Gerek Hazine ve Maliye Bakanı Mehmet Şimşek’in gerekse TCMB Başkanı Hafize Gaye Erkan’ın yerinde olmak istemezdim. Ama şunu söyleyebilirim, eğer ki birileri size “Borsada alım fırsatı var. Şu hisseler kazandıracak” derse kulak asmayın.

Bir ekonominin ne kadar kırılgan olduğunu anlamak açısından, siyasi demeçlere verilen tepkiler önemli bir gösterge… Bu kırılganlığın her zaman mutlaka nesnel sebepleri olduğunu da söyleyeyim. Çarşamba günü tam da Borsa İstanbul tepki alımlarıyla kaybını bir oranda toparlamaya çalışırken, Cumhurbaşkanı Recep Tayyip Erdoğan’ın açıklamaları, BİST100 Endeksi’nin tekrar tepetaklak çakılmasına neden oldu.

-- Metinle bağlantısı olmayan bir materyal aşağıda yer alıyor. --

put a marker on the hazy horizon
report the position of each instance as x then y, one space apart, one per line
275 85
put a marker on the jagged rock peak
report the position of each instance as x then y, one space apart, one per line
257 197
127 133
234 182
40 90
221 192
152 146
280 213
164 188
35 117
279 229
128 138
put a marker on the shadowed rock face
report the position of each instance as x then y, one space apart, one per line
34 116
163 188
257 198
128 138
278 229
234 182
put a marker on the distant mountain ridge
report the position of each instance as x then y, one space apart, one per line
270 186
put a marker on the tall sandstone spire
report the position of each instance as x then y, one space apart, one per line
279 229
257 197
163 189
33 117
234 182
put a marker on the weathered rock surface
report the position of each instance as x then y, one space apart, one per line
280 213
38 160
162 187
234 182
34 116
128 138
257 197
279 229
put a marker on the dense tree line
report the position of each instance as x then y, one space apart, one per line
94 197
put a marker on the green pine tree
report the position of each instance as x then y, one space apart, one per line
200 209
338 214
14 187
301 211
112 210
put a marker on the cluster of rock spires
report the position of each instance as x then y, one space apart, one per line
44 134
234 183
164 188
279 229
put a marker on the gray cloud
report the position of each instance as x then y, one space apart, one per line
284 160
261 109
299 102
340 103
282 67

Oysaki, konu İsrail-Filistin çatışması oldu mu, Erdoğan her zaman, özellikle Ortadoğu’da ‘örnek lider’ rolüne soyunup en sert açıklamaları yapan biriyken, bu süreçte neredeyse ‘arabulucu’ gibi davranıyorken…

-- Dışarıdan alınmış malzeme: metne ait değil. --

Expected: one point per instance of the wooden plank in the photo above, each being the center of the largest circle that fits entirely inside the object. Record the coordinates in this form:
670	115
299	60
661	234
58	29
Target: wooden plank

Çarşamba günü, biraz da kendi tabanından gelebilecek homurtuları dizginlemek için Hamas’ı savunmak gerektiğini hissetmiş olacak ki, şöyle bir cümle kurdu: “Ey İsrail, sen bir örgüt olabilirsin, çünkü Batı'nın sana borcu çok. Ama Türkiye'nin sana borcu yok. Batı, Hamas'ı bir terör örgütü olarak görüyor. Hamas bir terör örgütü değil, topraklarını korumaya çalışan bir kurtuluş ve mücahitler grubudur”.

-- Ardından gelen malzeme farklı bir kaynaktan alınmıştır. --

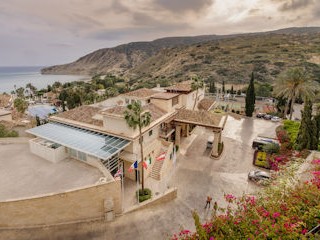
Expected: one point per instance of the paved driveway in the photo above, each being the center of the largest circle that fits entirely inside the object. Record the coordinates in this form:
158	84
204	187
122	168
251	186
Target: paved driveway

EKONOMİ ZORDAYKEN EFELENMENİN MALİYETİ ÇOK YÜKSEK OLABİLİR!

Bu cümleleri sarf etmeden önce ise "İsrail devletiyle bir sorunumuz yok, ama İsrail’in uyguladığı mezalimi, devlet değil, örgüt gibi hareket etme tarzını asla tasvip etmedik, etmeyeceğiz" dedi. Aslına bakarsanız, yıllar önceki sert üslubuyla kıyaslanırsa, çok daha yumuşak sözler bunlar. Tabii İsrail’in sınırları içerisinde çoğu sivil en az bin 200 insanı katleden bir örgüte ‘mücahitler grubu’ demek, İhvan ruhunun yeniden nüksettiğini ortaya koyuyor. Peki ama bu açıklamaya tepki, eğer ki Türkiye ekonomisi Davos Zirvesi’ndeki o ‘One minute’ çıkışı zamanındaki gibi görece sağlam olsaydı, bu kadar sert olur muydu? Kesinlikle hayır!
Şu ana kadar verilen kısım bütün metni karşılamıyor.